Que yo sepa, nadie cuenta con el catálogo predictivo para el uso de las palabras. Es decir, nadie sabe cuándo deben decirse ni cuáles de ellas marcarán una diferencia.

Los padres, maestros y familiares y amigos tenemos una gran responsabilidad en este asunto, porque todos somos individuos; somos únicos. Lo que se le dice a una persona no necesariamente funciona para la otra.

Como ejemplo de lo importante que es cuidar las palabras, permítame contarle una historia verídica:

Mario era un niño modelo, educado e inteligente. Aprendió a caminar y hablar mucho antes que sus compañeros. En la escuela superaba a los demás con facilidad en todas las asignaturas y aparecía en el cuadro de honor de su grupo de primaria cada mes.

Enrique y Alejandra, sus padres, se distinguían por darle a Mario lo necesario y más. Ambos trabajaban y no les iba nada mal. Era una familia en donde reinaba la armonía y la felicidad… pero todo cambiaría 11 años atrás, en el mes de diciembre.

Enrique platicaba con Mario sobre su petición a Santa:

—¿Qué le pedirás a Santa, eh?

—¡Una bicicleta! Le pediré una bicicleta.

—Me parece bien, pero las bicicletas sólo son para los niños buenos.

Estoy seguro de que hoy Enrique hubiese cambiado toda la historia de esa noche de diciembre.

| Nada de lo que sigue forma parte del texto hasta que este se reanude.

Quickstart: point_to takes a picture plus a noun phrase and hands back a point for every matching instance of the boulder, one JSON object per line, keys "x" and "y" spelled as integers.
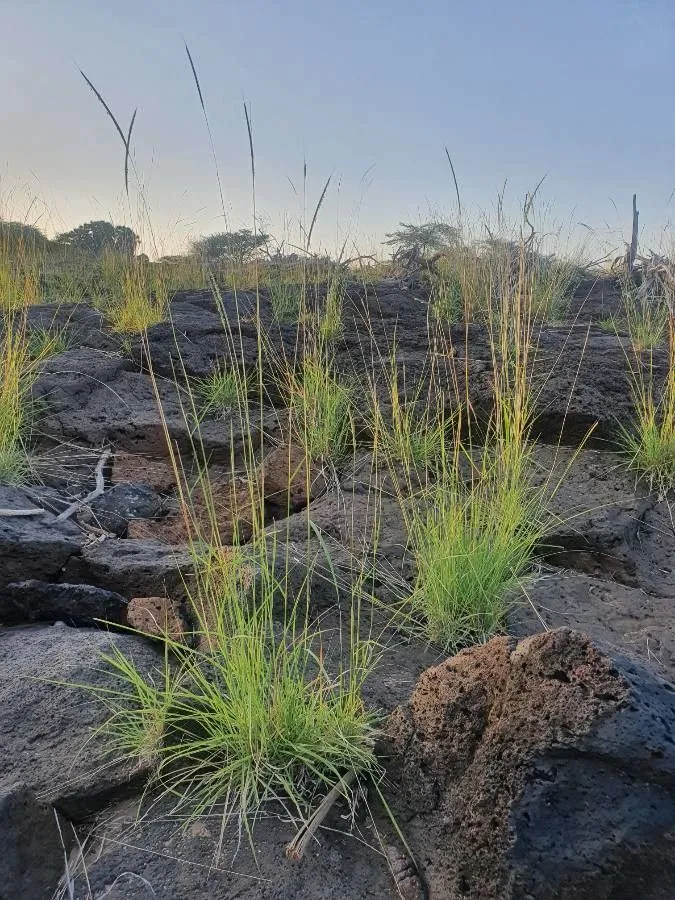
{"x": 51, "y": 736}
{"x": 132, "y": 568}
{"x": 540, "y": 769}
{"x": 27, "y": 602}
{"x": 33, "y": 546}
{"x": 115, "y": 508}
{"x": 34, "y": 845}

Santa no le trajo a Mario la bicicleta, pero sí una patineta. Si bien estaba feliz, mala hora resultó ver que al vecino de al lado sí le regalaron una bicicleta. ¿Cómo era eso posible? Ese niño no sólo no se portaba bien, sino que además era mal educado e irrespetuoso con sus padres.

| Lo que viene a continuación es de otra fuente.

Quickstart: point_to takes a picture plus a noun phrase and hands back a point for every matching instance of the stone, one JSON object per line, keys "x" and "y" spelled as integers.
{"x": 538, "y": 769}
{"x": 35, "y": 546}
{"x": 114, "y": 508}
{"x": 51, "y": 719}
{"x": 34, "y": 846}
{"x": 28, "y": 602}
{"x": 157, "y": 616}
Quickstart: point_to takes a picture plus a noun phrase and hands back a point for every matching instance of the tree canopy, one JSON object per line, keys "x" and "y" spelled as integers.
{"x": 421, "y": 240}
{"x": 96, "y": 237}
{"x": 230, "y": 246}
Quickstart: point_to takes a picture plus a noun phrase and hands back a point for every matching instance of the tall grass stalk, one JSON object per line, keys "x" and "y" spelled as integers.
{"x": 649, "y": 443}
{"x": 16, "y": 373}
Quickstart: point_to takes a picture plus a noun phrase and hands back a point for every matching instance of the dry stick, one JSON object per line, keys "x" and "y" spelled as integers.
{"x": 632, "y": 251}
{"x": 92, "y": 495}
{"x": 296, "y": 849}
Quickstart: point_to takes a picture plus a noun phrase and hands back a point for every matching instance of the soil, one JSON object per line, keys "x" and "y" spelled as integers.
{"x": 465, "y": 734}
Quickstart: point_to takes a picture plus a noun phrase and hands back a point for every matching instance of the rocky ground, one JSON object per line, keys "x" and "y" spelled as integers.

Para este niño de ocho años más inteligente de lo normal algo no cuadraba. ¿Qué sentido tenía portarse bien y ser un buen estudiante si al otro le hacían un mejor regalo que a él?

El asunto se complicó a los 9, cuando se entera de que Santa era en realidad su padre. En ese crucial momento Mario cree que su padre no lo valora como un buen niño.

Una circunstancia emocional inolvidable para él que lo orillaría a su primer contacto con las drogas a los 15 años. Durante los dos siguientes experimentaría con diferentes drogas tratando de encontrar el porqué del poco valor que le daba su padre.

Enrique y Alejandra creían que había fallado como padres; pero no. Lo sucedido fue simplemente consecuencia de la individualidad de su hijo.

Con ayuda, terapia y mucho amor y comprensión, Mario está intentando salir del mundo de las drogas; pero el daño ahí está y esas sustancias le han arrebatado prácticamente tres años, que desesperadamente intenta recuperar.

Son palabras inocentes que marcaron una vida.

No olvidemos entonces esa individualidad que nos distingue, así como las emociones que ocasionamos por cada palabra mal o bien dicha.

Dentro de la sabiduría popular hay una famosa frase que dice “una palabra mal dicha hiere más que 1,000 cuchillos”… Ese pueblo sabio no se equivoca.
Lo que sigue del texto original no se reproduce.